More transparency over UK prime property ownership needed to prevent fraud, campaigners say
Plans to create a public registry of the real owners of UK companies should be extended to make it clear who is behind the companies that own high-value London properties, Global Witness has said.
Plans to create a public registry of the real owners of UK companies should be extended to make it clear who is behind the companies that own high-value London properties, Global Witness has said.
The anti-corruption campaigning group said that it had uncovered evidence linking the ownership of “big chunks of Baker Street” to “a former Kazakh secret police chief accused of murder, torture and money-laundering”. It called on the UK government to investigate the ownership of these properties, and to make “systemic changes” to the way in which land ownership is registered in the UK.
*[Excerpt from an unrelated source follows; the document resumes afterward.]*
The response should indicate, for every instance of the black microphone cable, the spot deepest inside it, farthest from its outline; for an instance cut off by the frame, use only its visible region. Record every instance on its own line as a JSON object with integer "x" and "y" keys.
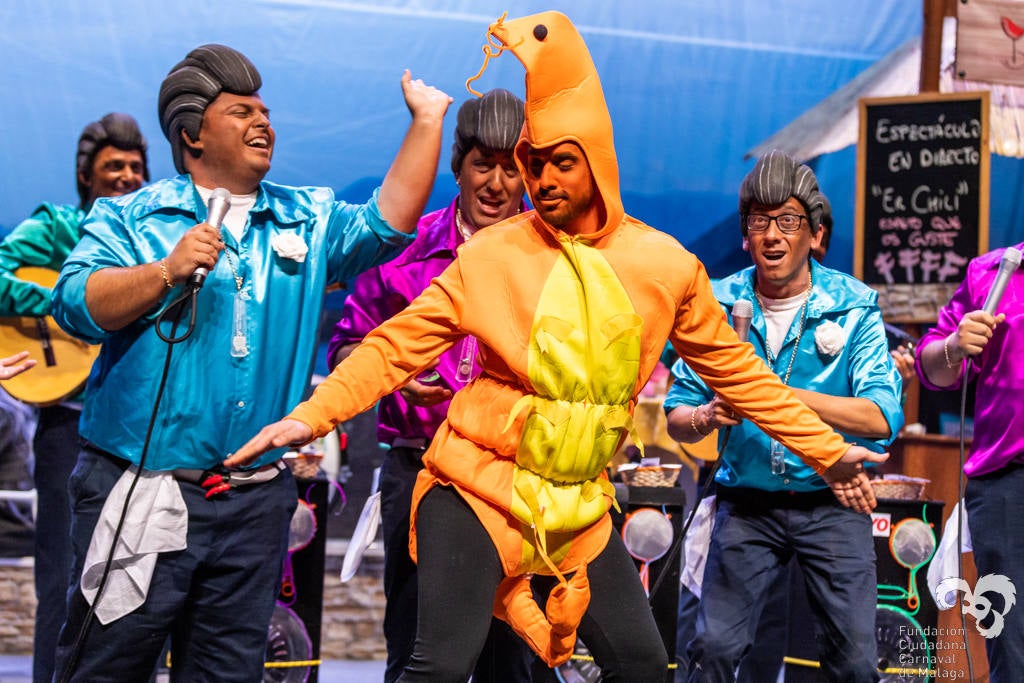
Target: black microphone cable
{"x": 175, "y": 310}
{"x": 961, "y": 486}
Global Witness said that London’s high-
end property market was increasingly becoming “one of the go-to destinations to give questionable funds a veneer of respectability”. At least £122 billion worth of property in England and Wales is now owned by companies registered offshore, often in jurisdictions like the British Virgin Islands (BVI) and with only ‘nominee’ directors on file, it said.
“Our research shows property is a big blind spot in the UK’s anti-corruption fight, and that has dire consequences,” said Chido Dunn, a senior campaigner at Global Witness. “Some of the Gaddafi family’s stolen loot ended up in London – a famous example but far from a one-off. Unless we know who is behind these companies and where their money has come, the cash will keep pouring in.”
“This latest example shows the urgent need for transparency in the UK’s property market and its system of company ownership,” she said. “We need to be able to know who owns London’s properties and where the money to buy them came from.”
Global Witness called on the UK government to require companies that own UK property to tell the Land Registry who their beneficial owners are, and to work with the British Overseas Territories and Crown Dependencies on the creation of their own public registers of beneficial ownership. Real estate agents should also be made to carry out checks to make sure they know who is behind a company that is buying UK property, in addition to conducting anti-money laundering checks on sellers, it said.
The UK committed to the creation of a central registry of companies’ beneficial owners, meaning those that hold more than 25% of a company’s shares or voting rights, as part of its G8 presidency in 2013. The requirements will apply to all UK bodies corporate that currently register information on their members at Companies House, including limited liability partnerships, and the register will be made available for public inspection. It is due to be up and running next April.
Civil fraud and asset recovery expert Alan Sheeley of Pinsent Masons, the law firm behind Out-Law.com, said that the transparency improvements called for by Global Witness would “make it much more difficult for fraudsters to dissipate cash through offshore accounts and then, by way of offshore structures, buy assets including property in the UK and thereafter live off their ill-gotten gains”.
“Sophisticated civil fraud lawyers do know how to identify the ultimate beneficial owners through various types of disclosure orders in offshore jurisdictions, such as the British Virgin Islands,” he said. “However, this can be expensive as disclosure is usually sought from the offshore banks to ‘follow the money’ and thereafter the offshore trust companies that set up the trust structures directly to hold the onshore UK assets.”
“This all takes time and money; and in a modern society why should fraudsters be able to use these structures to place victims at a significant disadvantage and thereafter force them to spend their funds, which are usually scarce because of the fraud, to identify the ultimate whereabouts of funds that are possibly in the UK,” he said.